Large scale sensor networks are being deployed for advanced civilian and military applications such as habitat monitoring, seismic monitoring, location tracking systems, etc. Although the sensors provide an unprecedented scale of access to monitor phenomena up front, their limited resources in terms of processing speed, communication power and memory render the conventional data management tools and techniques ineffective.
Distributed protocols and algorithms are being employed to store, process, and query high level semantically rich data from the raw and noisy sensor data. In this dissertation, I develop novel distributed techniques to mine and summarize spatio-temporal data in such a resource constrained sensor network.

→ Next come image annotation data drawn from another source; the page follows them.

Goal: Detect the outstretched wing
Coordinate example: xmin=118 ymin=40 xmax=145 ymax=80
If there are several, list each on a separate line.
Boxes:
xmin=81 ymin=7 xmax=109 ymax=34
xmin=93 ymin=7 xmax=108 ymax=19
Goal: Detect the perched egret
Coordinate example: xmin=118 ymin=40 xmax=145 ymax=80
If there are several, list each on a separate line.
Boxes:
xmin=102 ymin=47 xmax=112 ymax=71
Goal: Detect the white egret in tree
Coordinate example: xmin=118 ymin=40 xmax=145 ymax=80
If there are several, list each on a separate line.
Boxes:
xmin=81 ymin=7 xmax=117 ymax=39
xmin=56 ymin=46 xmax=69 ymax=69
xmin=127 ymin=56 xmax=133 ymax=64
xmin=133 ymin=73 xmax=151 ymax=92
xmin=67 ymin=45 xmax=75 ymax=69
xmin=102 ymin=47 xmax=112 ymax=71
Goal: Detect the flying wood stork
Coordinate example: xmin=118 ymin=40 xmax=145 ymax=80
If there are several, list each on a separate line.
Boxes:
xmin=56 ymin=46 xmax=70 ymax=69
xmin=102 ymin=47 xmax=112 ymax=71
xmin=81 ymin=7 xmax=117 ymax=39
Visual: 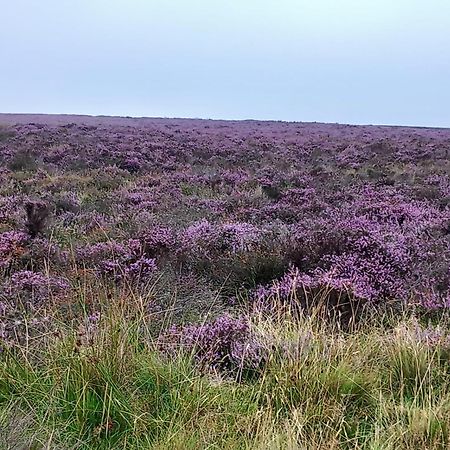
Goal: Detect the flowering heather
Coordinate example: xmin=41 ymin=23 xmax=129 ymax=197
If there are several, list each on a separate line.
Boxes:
xmin=161 ymin=315 xmax=266 ymax=376
xmin=0 ymin=231 xmax=29 ymax=268
xmin=0 ymin=118 xmax=450 ymax=309
xmin=4 ymin=270 xmax=70 ymax=305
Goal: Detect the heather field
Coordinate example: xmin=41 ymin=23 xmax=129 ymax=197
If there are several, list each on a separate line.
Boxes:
xmin=0 ymin=114 xmax=450 ymax=450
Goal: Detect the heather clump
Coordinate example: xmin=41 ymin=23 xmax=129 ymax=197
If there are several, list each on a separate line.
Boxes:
xmin=25 ymin=200 xmax=50 ymax=238
xmin=2 ymin=270 xmax=70 ymax=306
xmin=0 ymin=231 xmax=29 ymax=269
xmin=160 ymin=315 xmax=267 ymax=378
xmin=78 ymin=239 xmax=157 ymax=281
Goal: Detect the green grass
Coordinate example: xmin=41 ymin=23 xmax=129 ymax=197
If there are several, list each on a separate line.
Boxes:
xmin=0 ymin=299 xmax=450 ymax=450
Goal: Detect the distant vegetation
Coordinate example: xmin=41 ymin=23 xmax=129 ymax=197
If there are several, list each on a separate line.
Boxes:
xmin=0 ymin=120 xmax=450 ymax=449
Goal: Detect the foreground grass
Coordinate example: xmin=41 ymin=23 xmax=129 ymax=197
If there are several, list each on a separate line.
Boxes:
xmin=0 ymin=298 xmax=450 ymax=449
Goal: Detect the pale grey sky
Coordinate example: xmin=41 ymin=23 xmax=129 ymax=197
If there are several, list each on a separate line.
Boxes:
xmin=0 ymin=0 xmax=450 ymax=126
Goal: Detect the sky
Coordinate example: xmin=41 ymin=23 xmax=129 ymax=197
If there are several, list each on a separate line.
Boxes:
xmin=0 ymin=0 xmax=450 ymax=127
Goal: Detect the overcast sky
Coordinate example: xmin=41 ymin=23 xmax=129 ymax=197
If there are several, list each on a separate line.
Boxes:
xmin=0 ymin=0 xmax=450 ymax=126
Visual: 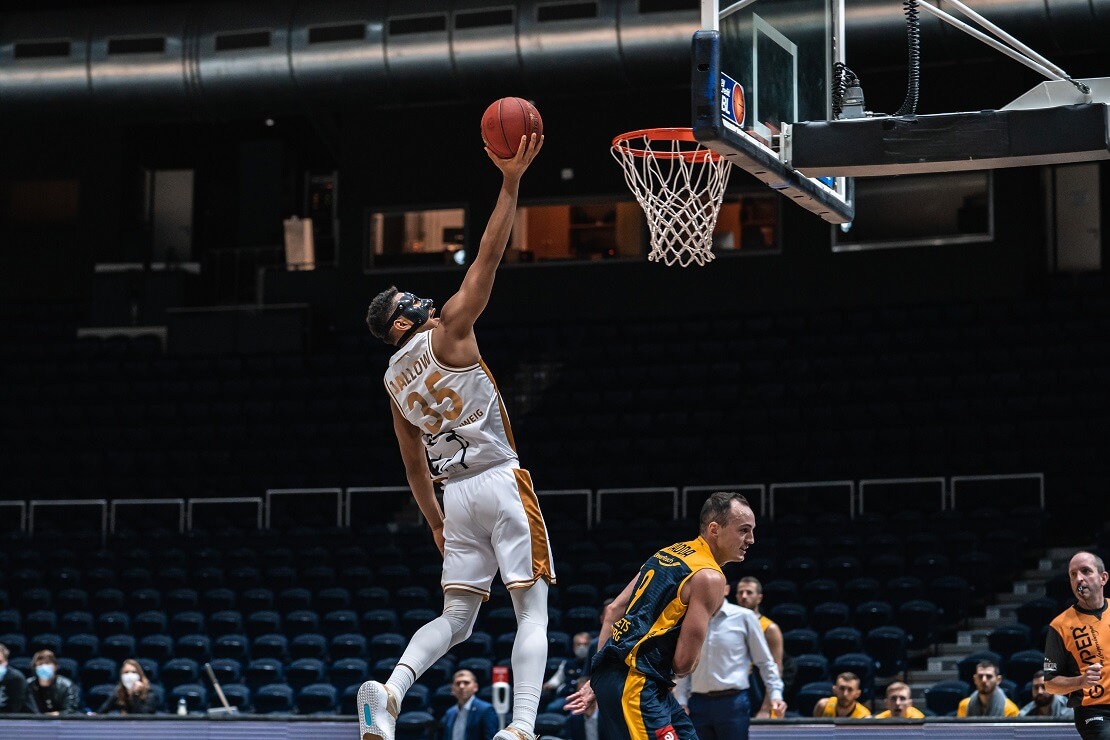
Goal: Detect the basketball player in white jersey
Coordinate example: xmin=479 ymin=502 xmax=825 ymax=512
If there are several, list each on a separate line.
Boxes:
xmin=359 ymin=135 xmax=555 ymax=740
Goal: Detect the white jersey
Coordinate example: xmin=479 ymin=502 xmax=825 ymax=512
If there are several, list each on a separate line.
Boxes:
xmin=385 ymin=330 xmax=516 ymax=480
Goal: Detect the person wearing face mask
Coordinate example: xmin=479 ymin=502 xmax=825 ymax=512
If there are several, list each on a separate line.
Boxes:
xmin=27 ymin=650 xmax=81 ymax=716
xmin=97 ymin=659 xmax=155 ymax=714
xmin=0 ymin=643 xmax=27 ymax=714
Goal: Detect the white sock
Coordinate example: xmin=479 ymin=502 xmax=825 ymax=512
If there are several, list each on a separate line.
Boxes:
xmin=385 ymin=590 xmax=481 ymax=706
xmin=509 ymin=579 xmax=547 ymax=736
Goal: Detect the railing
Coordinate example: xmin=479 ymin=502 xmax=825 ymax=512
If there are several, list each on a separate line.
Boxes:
xmin=8 ymin=473 xmax=1047 ymax=539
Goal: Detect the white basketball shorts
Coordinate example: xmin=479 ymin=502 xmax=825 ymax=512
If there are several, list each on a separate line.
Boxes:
xmin=443 ymin=465 xmax=555 ymax=597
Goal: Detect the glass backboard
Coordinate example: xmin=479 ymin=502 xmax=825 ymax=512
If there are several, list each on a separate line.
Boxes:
xmin=693 ymin=0 xmax=852 ymax=223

In the first part of the thesis, I consider the important problem of object tracking, and present an efficient distributed index structure, to track deformable objects such as chemical plumes. The index structure localizes in both space and time, and answers spatio-temporal range queries with an adaptive query optimizer.
I next focus on extracting spatio-temporal correlations in sensors, via spatial clustering. I capture temporal correlation within a node using auto-regressive (AR) models, and then employ hierarchical spatial clustering techniques to aggregate sensors into clusters. Experimental results show that modeling reduces communication costs by an order of magnitude, whereas distributed algorithms reduce it by another order.
I then consider the problem of modeling high level semantic events from low level sensor signals. I transform numeric data into symbols and then model the resulting symbolic sequences using statistical models—Markov Chains (MCs) and Hidden Markov Models (HMMs). I then build a distributed index structure to answer range and nearest-neighbor queries over such sensor models.
Finally, I present a framework for minimizing the communication overhead of monitoring a global aggregate defined over the local attributes of a set of sensors. I design an optimal algorithm, when the local events are independent; whereas, when they are dependent, I show that the problem is NP-complete and develop efficient heuristics which adapt well to changing network conditions, and outperform competing techniques in terms of communication cost.